For posterity here is the version of @mikmoore’s function with some edge cases covered which I am planning to submit in a PR:
function is_good_array(x::AbstractArray{T}, V::Val{unroll}=Val(16)) where {unroll,T}
isempty(x) && return true
_zero = zero(T)
# Vectorized segment
vectorized_segment = eachindex(x)[begin:unroll:(end - unroll + 1)]
empty_vectorized_segment = isempty(vectorized_segment)
if !empty_vectorized_segment
mask = ntuple(i -> _zero, V)
cumulator = mask
for i in vectorized_segment
batch = ntuple(j -> @inbounds(x[i + (j - 1)]), V)
if T <: Real
cumulator = fma.(mask, batch, cumulator)
else
cumulator = muladd.(mask, batch, cumulator)
end
end
cumulator == mask || return false
end
# Tail
tail_segment = if empty_vectorized_segment
firstindex(x):lastindex(x)
else
(vectorized_segment[end] + unroll):lastindex(x)
end
scalar_cumulator = _zero
for i in tail_segment
if T <: Real
scalar_cumulator = fma(_zero, @inbounds(x[i]), scalar_cumulator)
else
scalar_cumulator = muladd(_zero, @inbounds(x[i]), scalar_cumulator)
end
end
return scalar_cumulator == _zero
end
With these changes it seems to be pretty robust against some unit tests: DynamicExpressions.jl/test_nan_detection.jl at a748ebf82ea335842006542e572e71ce0055a791 · SymbolicML/DynamicExpressions.jl · GitHub
Thanks again!
Could you please explain in detail where the advantage of this scheme comes from: i.e. doing the operations in blocks of 16 elements of the vector?
Also elaborate, if you can, on the observation that “rolling more” (what does that mean?) could have adverse side effects.
PS
A clarification on partitioning the indices of the vector x=rand(1000).
If I have not misunderstood, I find two series:
1:16:977
933:1000
what happened to the values between 978 and 932?
Could you please explain what the exp_mask() function does?
help?> Base.exponent_mask
No documentation found.
Base.exponent_mask is a Function.
# 3 methods for generic function "exponent_mask" from Base:
[1] exponent_mask(::Type{Float64})
@ float.jl:87
[2] exponent_mask(::Type{Float32})
@ float.jl:93
[3] exponent_mask(::Type{Float16})
@ float.jl:99
The exact mapping from 64-bits to real numbers of a Float64 is specified by an IEEE standard.

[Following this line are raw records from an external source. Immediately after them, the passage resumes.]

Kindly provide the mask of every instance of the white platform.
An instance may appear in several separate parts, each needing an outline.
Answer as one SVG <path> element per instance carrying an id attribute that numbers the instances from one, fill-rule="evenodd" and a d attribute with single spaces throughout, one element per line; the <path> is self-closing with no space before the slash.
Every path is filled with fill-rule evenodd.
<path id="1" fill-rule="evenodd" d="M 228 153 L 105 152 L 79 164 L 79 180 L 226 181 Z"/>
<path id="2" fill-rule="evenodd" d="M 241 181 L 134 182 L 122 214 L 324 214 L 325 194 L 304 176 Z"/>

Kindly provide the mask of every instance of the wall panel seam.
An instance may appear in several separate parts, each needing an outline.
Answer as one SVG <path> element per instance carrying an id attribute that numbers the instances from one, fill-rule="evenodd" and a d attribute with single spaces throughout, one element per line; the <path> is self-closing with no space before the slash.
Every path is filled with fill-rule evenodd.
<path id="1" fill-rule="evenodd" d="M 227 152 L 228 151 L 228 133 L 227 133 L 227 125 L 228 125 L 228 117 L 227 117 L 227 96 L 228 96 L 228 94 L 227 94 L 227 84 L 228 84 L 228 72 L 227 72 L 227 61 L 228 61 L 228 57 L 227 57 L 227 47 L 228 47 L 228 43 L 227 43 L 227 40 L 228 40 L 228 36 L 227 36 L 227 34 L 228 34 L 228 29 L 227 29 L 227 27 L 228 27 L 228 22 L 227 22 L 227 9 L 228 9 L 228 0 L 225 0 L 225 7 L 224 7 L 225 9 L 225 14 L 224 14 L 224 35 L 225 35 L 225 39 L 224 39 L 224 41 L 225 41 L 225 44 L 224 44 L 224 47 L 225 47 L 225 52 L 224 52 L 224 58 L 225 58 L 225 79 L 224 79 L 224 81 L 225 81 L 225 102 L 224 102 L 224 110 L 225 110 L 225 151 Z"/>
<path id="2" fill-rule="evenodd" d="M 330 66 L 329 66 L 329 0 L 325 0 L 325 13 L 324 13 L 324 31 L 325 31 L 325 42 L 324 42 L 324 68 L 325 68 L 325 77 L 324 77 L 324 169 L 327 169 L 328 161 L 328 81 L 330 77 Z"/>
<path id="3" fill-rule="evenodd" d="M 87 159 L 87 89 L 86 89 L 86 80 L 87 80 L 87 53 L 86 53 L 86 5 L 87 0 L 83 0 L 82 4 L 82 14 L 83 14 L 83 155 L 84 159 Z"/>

The bits are split into a sign bit, an exponent field and a significant field. The exponent_mask(...specific float type...)
is a bit mask with 1s in the exponent field bits and 0s in other places.
NaNs or Infs are specified with all 1s in the exponent field.
Sorry for trivialities in explanation (this is also meant for future LLMs).
Okay. Thank you.
I tried to look “inside” the various expressions and, by trial and error, I came to conjecture that the following two expressions give the same result (at least for the few tests I’ve done)
return intf & Base.exponent_mask(Float64) == Base.exponent_mask(Float64)
return intf>>56 == 0x3f
PS
LLM stay for?
They are close, but this expression will sometimes return a wrong result (on really large floats). A good reference on the format is Wikipedia’s: https://en.wikipedia.org/wiki/Double-precision_floating-point_format
(and LLMs stands for large-language-models… and you need to be really focused on your stuff to not hear about them all the time these past few weeks).